Katrantzou also faced being pigeonholed for doing only one thing. “I think sometimes print has such power visually, that it obliterates anything else that you have created within that collection, she says. “I had reached a point of saturation; I didn’t feel I was saying something new.”

The collection that marked the creative shift was more abstract than in previous years – with symbols and insignias as principle themes. However, to the customer, the illusion of print remained in the form of graphic or textured fabrics including jacquards, laces and brocades, a move that was largely embraced by her wholesale partners.

Around the same time, five years into the business, Katrantzou made her first foray into direct to consumer retail, not with a bricks-and-mortar store like so many of her peers, but via e-commerce, enabling her to tap into a global market. “We bought really deeply into the collection, which has given us incredible insight into what our customer buys. Forty percent of our sales are US based, which has overtaken Europe and the UK as our biggest market,” she adds.

“It allowed us to analyse the business and understand who our woman is, which is invaluable for retail,” adds Verkade.

But bricks and mortar retail is still on the cards. Earlier this year Katrantzou came close to signing a lease on London's Mount Street, which has seen openings from Christopher Kane, Roksanda Ilincic and Simone Rocha in the past 12 months. "For a store, you need your range to have moved beyond ready-to-wear. It is not like we have not tried accessories; we have a collection that is doing extremely well, but that is far from being a fully-fledged range, that you would want to open a store with," says Katrantzou.

Mary Katrantzou Spring/Summer 2016 | Source: Courtesy

“A huge reason why I wanted Trino by my side is that she is incredible at looking at product, merchandising and scaling a business that has had substantial growth…where we are really global with a full wardrobe.”

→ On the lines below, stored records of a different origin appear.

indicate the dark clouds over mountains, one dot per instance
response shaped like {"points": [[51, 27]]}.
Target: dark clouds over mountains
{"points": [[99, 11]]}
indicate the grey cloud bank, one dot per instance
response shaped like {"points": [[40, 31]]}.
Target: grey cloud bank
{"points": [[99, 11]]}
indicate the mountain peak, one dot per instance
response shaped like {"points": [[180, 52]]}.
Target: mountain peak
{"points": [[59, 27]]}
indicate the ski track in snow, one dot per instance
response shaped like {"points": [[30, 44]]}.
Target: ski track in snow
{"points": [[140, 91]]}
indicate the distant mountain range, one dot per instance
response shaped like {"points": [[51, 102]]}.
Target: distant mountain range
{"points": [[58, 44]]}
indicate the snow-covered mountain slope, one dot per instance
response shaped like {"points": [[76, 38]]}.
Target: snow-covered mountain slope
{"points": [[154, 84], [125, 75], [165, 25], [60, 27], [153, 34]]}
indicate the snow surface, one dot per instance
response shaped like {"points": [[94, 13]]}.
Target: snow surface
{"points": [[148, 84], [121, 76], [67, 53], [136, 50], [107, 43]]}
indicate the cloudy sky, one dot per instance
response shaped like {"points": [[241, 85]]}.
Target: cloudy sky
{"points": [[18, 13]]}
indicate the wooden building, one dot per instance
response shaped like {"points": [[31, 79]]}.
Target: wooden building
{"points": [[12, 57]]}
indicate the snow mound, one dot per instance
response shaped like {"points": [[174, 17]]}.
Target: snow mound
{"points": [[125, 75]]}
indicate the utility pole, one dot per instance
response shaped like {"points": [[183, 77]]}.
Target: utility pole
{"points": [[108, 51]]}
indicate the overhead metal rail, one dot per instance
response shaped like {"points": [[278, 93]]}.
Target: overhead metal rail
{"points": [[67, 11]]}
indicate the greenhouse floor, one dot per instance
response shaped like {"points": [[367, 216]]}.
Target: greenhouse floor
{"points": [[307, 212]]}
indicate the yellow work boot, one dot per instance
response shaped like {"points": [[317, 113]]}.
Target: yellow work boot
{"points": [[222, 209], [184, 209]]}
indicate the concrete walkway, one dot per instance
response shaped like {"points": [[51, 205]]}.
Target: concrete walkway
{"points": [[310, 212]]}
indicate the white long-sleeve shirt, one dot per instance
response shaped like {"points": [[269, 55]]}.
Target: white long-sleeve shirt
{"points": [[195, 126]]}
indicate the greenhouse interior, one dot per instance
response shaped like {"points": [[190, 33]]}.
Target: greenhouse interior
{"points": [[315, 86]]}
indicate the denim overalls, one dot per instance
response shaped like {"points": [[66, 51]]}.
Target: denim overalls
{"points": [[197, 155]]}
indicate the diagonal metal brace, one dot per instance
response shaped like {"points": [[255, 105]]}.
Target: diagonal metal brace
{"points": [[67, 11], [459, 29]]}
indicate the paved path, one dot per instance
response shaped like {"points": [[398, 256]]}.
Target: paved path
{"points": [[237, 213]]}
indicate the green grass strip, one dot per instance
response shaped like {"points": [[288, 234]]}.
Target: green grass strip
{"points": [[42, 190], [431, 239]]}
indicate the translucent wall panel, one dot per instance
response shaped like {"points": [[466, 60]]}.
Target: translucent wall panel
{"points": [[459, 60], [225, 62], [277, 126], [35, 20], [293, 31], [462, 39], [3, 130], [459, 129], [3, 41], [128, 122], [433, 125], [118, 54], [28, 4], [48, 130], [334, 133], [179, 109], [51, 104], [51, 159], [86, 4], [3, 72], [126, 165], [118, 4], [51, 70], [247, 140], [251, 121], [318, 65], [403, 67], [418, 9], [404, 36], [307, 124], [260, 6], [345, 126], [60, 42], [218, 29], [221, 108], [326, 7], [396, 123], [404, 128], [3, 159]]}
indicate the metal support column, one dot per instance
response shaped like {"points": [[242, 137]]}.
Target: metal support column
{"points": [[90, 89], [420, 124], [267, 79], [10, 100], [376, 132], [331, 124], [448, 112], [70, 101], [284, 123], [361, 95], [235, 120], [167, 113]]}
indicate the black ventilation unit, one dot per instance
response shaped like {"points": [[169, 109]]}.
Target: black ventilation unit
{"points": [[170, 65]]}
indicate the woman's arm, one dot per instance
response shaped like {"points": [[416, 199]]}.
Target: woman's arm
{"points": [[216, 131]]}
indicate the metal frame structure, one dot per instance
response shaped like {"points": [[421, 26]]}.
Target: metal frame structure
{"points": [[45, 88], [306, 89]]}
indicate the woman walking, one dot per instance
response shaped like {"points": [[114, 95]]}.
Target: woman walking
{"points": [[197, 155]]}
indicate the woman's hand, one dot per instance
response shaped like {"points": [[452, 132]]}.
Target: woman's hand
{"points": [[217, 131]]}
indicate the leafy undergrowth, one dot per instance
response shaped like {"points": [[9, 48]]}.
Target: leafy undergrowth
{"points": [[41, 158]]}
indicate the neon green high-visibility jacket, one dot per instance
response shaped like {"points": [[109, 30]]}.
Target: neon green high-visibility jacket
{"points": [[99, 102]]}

“There is phase one when you are building a signature. Then there is elevating that signature to establish a luxury positioning, and then there is consolidating all of that with a very tiered approach. And that’s exactly what we are doing now. It is like a pyramid, where you have developed the top, and there is so much we can build around that,” Katrantzou continues.

“I am really focused on putting a beautiful product in store. Everyone here will be sick of hearing me say that,” adds Verkade, with a laugh.“Outerwear is one of our fastest growing categories, and it is a category that has huge potential. There is a lot of opportunity to focus on categories where we have already seen the potential for growth through sales.”

“It is about getting better before we go bigger,” continues Verkade. “Right now it is about looking at everything we can do to be a better partner with our stores, to give something better to our customers, building the same amazing relationships we have with our retailers with the mills and suppliers.”

In the past year Katrantzou's focus has been on building a senior management group that can take her brand to "the next level." Along with Verkade, Katrantzou hired a new design director, Simon Simonton, who cut his teeth at Tom Ford, Givenchy and Alexander McQueen.

And would she rule out ever taking on an investor? “In the future, who knows,” says Katrantzou. “But true global scale is our ambition.”